Relative class rank | Fifth-year salary ($) |
---|---|
1 | 83,450 |
2 | 67,900 |
3 | 89,000 |
4 | 80,500 |
5 | 91,000 |
6 | 55,440 |
7 | 101,300 |
8 | 50,560 |
9 | 76,050 |
Average survey score | Years of service |
---|---|
4.0 | 18 |
4.0 | 15 |
2.4 | 2 |
4.2 | 13 |
3.4 | 4 |
4.0 | 10 |
5.0 | 24 |
1.8 | 4 |
3.2 | 9 |
2.5 | 5 |
2.5 | 3 |
3.0 | 8 |
3.6 | 16 |
4.6 | 14 |
4.8 | 12 |
Participant | Gender | Posttest score |
---|---|---|
1 | M | 44 |
2 | M | 30 |
3 | M | 50 |
4 | M | 33 |
5 | M | 37 |
6 | M | 35 |
7 | M | 36 |
8 | F | 29 |
9 | F | 39 |
10 | F | 33 |
11 | F | 50 |
12 | F | 45 |
13 | F | 37 |
14 | F | 30 |
15 | F | 34 |
16 | F | 50 |
Participant | Poverty level | Survey score |
---|---|---|
1 | Above | 15 |
2 | Above | 19 |
3 | Above | 15 |
4 | Above | 20 |
5 | Above | 7 |
6 | Above | 12 |
7 | Above | 3 |
8 | Above | 15 |
9 | Below | 9 |
10 | Below | 5 |
11 | Below | 13 |
12 | Below | 13 |
13 | Below | 11 |
14 | Below | 10 |
15 | Below | 8 |
16 | Below | 9 |
17 | Below | 10 |
18 | Below | 17 |
1. The results from the analysis are displayed in SPSS Output 7.3.
The results from the Spearman rank-order correlation (rs = −0.217, p > 0.05) did not produce significant results. Based on these data, we can state that there is no clear relationship between graduates' relative class rank and fifth-year salary.
2. The results from the analysis are displayed in SPSS Output 7.4.
The results from the Spearman rank-order correlation (rs = 0.806, p < 0.05) produced significant results.
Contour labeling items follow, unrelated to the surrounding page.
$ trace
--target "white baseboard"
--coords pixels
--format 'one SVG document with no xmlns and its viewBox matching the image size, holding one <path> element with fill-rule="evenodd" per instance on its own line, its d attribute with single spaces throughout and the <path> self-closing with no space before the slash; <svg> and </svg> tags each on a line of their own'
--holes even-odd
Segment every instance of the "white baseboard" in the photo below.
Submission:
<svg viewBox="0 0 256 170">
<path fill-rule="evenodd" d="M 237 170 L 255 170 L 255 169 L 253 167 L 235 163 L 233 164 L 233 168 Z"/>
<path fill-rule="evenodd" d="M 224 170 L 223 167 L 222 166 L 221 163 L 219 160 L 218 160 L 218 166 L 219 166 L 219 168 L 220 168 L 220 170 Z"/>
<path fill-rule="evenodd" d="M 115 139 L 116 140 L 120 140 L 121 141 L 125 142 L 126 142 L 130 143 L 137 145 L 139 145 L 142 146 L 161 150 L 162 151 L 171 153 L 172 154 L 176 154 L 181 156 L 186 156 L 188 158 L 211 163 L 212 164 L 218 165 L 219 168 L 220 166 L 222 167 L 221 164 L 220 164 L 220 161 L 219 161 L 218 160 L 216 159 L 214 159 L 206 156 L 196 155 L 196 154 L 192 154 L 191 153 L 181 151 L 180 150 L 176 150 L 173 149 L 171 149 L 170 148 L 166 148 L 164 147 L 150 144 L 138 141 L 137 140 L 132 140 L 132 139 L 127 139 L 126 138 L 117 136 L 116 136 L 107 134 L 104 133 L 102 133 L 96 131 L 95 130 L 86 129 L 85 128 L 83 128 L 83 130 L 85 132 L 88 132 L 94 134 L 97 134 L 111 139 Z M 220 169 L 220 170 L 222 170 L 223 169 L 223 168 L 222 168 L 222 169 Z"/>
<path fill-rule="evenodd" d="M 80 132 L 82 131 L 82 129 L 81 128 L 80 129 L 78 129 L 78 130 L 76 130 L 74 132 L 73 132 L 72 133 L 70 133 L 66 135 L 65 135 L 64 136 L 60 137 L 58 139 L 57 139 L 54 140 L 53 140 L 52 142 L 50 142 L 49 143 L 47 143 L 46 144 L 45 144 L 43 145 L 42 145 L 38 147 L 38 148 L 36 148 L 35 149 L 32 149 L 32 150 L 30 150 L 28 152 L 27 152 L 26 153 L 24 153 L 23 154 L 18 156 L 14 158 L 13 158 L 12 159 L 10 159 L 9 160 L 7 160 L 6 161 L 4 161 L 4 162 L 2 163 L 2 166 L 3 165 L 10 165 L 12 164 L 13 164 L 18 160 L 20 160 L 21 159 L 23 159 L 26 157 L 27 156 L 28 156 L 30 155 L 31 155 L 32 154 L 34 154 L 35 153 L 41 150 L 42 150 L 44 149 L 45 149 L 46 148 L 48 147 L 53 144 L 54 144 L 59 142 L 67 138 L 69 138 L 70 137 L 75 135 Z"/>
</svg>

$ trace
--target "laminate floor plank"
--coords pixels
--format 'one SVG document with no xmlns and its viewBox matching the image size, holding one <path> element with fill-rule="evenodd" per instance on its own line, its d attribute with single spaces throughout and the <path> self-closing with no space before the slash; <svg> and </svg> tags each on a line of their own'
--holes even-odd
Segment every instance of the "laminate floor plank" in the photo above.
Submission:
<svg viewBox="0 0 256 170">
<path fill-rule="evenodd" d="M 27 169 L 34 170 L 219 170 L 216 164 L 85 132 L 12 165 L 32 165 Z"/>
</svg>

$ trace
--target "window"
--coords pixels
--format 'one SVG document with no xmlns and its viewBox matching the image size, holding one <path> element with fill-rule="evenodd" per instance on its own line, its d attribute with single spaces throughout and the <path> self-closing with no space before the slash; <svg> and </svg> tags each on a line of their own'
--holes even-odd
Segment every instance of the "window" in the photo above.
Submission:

Based on these data, we can state that there is a very strong correlation between soldiers' survey scores concerning the new program's effectiveness and their total years of military service.
3. The results from the point-biserial correlation (rpb = 0.047, p > 0.05) did not produce significant results. Based on these data, we can state that there is no clear relationship between 8th-grade gifted students' gender and their score on the history knowledge test administered by the teacher.
Note that the results obtained from using SPSS is rpb = 0.049, p > 0.05.
4. The results from the biserial correlation (rb = 0.372, p > 0.05) did not produce significant results. Based on these data, we can state that there is no clear relationship between poverty level and self-esteem.